Unfortunately, we’ve mostly misunderstood what Sabbath is all about. If we slow down at all, what we mostly do is take a day off work. And this leads us to one of two basic misconceptions about the Sabbath.
The first misconception is that we’re taking a day off in order to recharge our batteries. In other words, what makes life meaningful is the work we do on all those other days. We get a break only because it makes us more useful earners and achievers and producers. Cosmically speaking, each of us has to earn our keep. Without work, we’re nobody.
Second, we just work for the weekend. Any work we do is toil for the sake of the pleasure we can have when we’re not back in the salt mines. Sabbath, in other words, is basically me-time. My ultimate goal is pleasure. Work is a necessary evil. A more or less dreary time suck. All things considered, I would rather be on the golf course, in the bass boat, or collecting sea shells.
None of this is what the Sabbath is about. As the image of God, we do have work to do. That central work is love. But what we tend to forget is that the love we have to give has been freely given to us by God.
We are the image of God. Not God. We are radically dependent upon a the source of our very existence at every instant. That’s what it means to be a creature. A being who has been created by and is sustained by a being greater than ourselves.
So, as Walter Brueggemann tells us, “[Sabbath] is a pause that permits us to reflect on who we are.” (see Sabbath as Resistance) Or, as a spiritual director once told me, “Remember that God is God and you are not.”
Crucially, this is not an insight meant to put us in some diminished place in the universe. On the contrary, it reminds us of our infinite worth. As Anita Amstutz puts it, “The Sabbath imperative is to not accomplish or initiate anything, refuting the belief that you have to “do something” to be worthy.” (from Soul Tending: A Journey into the Heart of Sabbath)
Observing the Sabbath sets us free from the world’s economic hamster wheel, from the demands of achievement culture, from our own control needs, and from the siren call of hedonism.
Jesus was clear that Sabbath practice is liberating. On a Sabbath day at synagogue Jesus healed a woman who had been suffering a disabling back ailment for 18 years. Importantly, Jesus tells her, “You are set free.” (Luke 13:10-17)

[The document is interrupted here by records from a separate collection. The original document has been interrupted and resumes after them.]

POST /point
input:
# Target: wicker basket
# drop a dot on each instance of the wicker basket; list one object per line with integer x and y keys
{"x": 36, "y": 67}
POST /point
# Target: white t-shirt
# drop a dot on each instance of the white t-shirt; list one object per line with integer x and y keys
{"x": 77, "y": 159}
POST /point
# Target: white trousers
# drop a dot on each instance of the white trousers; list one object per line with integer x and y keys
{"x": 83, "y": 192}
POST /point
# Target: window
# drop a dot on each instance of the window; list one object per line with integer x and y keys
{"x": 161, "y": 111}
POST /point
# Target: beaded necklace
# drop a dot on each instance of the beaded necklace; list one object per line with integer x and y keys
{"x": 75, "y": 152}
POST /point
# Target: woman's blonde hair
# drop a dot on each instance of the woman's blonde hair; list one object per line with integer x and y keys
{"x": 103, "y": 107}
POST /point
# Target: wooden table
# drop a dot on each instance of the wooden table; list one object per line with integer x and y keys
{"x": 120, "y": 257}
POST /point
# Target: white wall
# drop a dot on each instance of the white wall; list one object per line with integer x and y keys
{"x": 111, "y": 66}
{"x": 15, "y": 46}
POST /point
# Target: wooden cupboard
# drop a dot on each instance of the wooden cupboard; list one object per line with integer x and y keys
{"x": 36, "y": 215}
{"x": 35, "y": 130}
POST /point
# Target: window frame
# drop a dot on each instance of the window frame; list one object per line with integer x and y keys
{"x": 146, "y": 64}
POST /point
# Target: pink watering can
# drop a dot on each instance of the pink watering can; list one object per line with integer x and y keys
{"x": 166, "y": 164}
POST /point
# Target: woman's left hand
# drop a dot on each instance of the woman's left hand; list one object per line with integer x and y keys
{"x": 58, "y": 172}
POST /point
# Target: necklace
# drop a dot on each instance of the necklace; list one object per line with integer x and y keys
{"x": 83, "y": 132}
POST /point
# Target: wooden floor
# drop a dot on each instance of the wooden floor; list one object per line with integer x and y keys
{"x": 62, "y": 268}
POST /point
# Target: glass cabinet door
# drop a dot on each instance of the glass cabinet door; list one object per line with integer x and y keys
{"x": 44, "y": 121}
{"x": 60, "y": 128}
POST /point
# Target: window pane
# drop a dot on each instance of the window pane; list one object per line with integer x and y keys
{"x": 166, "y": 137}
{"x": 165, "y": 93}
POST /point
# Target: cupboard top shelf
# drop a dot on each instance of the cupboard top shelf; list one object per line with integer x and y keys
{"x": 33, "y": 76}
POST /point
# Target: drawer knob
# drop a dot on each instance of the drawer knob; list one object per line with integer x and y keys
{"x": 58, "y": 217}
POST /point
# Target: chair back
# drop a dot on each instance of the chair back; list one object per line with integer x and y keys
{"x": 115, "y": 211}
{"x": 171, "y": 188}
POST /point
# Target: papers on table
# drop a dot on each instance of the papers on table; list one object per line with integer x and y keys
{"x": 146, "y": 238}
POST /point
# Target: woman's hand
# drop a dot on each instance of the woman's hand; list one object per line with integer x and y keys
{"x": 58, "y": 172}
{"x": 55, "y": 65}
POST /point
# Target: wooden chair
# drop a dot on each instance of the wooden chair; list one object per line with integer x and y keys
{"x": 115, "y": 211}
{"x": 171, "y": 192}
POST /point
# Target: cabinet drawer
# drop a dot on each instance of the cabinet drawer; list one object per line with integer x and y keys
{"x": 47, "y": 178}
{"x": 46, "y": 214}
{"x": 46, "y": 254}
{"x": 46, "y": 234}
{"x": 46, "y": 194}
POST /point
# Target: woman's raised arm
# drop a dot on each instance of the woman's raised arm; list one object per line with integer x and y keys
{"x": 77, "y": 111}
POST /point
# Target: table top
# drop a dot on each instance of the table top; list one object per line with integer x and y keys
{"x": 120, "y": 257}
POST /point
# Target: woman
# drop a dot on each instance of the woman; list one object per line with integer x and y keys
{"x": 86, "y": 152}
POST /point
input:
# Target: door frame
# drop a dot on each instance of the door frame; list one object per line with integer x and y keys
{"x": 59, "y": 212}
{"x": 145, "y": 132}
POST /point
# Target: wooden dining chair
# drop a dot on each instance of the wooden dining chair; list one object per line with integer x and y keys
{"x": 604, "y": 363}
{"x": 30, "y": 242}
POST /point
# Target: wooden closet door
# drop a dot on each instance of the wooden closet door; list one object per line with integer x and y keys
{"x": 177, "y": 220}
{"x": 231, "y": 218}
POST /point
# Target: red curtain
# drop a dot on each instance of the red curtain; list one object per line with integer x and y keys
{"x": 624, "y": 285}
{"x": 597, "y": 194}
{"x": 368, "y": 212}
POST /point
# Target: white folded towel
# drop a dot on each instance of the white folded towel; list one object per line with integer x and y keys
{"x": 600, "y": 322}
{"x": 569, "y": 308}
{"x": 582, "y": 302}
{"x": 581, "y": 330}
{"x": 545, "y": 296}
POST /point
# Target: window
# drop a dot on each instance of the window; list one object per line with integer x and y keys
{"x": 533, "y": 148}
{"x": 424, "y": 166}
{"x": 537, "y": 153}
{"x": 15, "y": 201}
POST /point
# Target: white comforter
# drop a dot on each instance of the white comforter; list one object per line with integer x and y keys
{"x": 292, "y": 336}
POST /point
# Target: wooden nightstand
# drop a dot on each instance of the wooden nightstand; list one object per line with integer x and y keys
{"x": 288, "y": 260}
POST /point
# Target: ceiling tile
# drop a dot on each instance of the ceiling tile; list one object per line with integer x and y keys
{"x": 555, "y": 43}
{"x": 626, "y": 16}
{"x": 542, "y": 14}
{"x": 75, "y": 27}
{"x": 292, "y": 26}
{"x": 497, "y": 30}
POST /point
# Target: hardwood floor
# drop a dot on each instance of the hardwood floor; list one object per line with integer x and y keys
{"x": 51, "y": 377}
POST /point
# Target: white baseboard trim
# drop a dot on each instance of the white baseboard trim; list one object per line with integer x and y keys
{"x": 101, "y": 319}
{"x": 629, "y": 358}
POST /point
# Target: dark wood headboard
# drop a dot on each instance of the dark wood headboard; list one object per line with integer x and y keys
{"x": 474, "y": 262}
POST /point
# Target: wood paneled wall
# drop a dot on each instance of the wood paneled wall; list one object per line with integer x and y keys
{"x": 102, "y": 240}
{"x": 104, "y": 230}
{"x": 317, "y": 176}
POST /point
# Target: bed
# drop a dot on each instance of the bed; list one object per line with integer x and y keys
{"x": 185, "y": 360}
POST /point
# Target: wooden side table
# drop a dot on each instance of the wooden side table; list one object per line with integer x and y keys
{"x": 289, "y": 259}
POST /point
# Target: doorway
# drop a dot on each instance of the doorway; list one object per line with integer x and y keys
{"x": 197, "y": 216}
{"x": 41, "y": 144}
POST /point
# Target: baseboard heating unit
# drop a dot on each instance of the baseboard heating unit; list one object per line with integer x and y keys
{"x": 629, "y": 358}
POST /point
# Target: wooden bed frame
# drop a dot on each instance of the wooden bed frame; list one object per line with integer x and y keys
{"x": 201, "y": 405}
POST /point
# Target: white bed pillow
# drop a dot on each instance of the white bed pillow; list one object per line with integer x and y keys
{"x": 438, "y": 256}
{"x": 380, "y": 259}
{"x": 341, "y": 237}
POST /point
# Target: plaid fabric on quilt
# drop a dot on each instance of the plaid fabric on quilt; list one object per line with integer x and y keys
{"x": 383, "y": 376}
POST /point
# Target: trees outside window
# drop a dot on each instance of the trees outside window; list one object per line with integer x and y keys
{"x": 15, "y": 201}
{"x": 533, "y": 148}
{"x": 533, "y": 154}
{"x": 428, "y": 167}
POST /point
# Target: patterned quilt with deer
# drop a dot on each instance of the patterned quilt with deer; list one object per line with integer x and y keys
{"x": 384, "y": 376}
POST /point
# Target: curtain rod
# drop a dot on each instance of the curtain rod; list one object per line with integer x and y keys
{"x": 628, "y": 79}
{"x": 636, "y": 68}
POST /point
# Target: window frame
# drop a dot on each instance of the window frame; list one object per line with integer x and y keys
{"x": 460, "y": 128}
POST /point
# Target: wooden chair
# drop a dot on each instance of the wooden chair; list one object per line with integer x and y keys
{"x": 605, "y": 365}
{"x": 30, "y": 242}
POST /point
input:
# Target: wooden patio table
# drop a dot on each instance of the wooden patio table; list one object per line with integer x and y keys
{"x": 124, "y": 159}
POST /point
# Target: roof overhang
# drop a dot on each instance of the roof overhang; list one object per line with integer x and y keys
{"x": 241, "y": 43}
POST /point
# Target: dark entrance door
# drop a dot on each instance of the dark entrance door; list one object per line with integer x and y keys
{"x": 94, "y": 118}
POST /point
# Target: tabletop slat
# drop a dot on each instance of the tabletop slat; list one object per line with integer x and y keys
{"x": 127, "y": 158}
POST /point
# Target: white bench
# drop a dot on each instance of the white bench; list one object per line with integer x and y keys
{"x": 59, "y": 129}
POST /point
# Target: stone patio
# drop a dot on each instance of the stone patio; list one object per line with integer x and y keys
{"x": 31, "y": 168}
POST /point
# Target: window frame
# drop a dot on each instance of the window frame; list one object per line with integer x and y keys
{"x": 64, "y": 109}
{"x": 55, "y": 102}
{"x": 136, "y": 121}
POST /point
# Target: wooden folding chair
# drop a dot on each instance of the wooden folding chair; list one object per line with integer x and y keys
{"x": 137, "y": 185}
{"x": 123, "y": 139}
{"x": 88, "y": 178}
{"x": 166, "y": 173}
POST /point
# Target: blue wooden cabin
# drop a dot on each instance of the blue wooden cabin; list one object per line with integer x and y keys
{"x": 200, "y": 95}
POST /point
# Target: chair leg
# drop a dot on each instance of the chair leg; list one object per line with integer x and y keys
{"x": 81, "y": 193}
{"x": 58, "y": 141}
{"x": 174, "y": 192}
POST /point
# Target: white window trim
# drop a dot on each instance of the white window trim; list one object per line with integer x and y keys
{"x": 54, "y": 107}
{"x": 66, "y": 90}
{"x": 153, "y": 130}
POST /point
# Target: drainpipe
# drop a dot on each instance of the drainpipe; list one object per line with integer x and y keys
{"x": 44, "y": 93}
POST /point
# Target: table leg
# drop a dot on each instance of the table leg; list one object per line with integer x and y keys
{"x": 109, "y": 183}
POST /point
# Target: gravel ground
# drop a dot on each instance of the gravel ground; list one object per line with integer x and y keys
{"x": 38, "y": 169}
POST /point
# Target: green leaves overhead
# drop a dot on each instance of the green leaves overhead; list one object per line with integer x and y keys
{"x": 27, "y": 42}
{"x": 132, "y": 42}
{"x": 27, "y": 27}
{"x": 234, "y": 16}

A religious leader objected. In his view, Jesus was violating the Sabbath by working. He told the crowd, “There are six days on which work ought to be done; come on those days and be cured, and not on the sabbath day.”
Jesus responded, “You hypocrites! Does not each of you on the sabbath untie his ox or his donkey from the manger, and lead it away to give it water? And ought not this woman, a daughter of Abraham whom Satan bound for eighteen long years, be set free from this bondage on the sabbath day?”
In other words, you’re missing the point. We observe Sabbath to remind ourselves that we are the beloved creatures of God. That reminder liberates us from the bondage of our everyday forgetfulness of who we are and what our lives are all about.
As my friend Lauren Winner reminds us, the Christian practice of Sabbath is not so much about a day as it is about a person. We find our rest in friendship with Christ. She puts it like this in Mudhouse Sabbath:
“I am not suggesting that Christians embrace the strict regulations of the Orthodox Jewish Sabbath. Indeed, the New Testament unambiguously inaugurates a new understanding of Shabbat. In his epistles, Paul makes clear that the Sabbath, like other external signs of piety, is insufficient for salvation. As he writes in his letter to the Colossians, ‘Therefore do not let anyone judge you . . . with regard to a religious festival, a New Moon celebration or a Sabbath day. These are a shadow of the things that were to come; the reality, however, is found in Christ.’”
In our friendship with Jesus we receive the love that empowers us to do the work we were created to do. Whether we are teachers or metal workers, priests or doctors, janitors or bankers, that work is the same. It’s the work of love.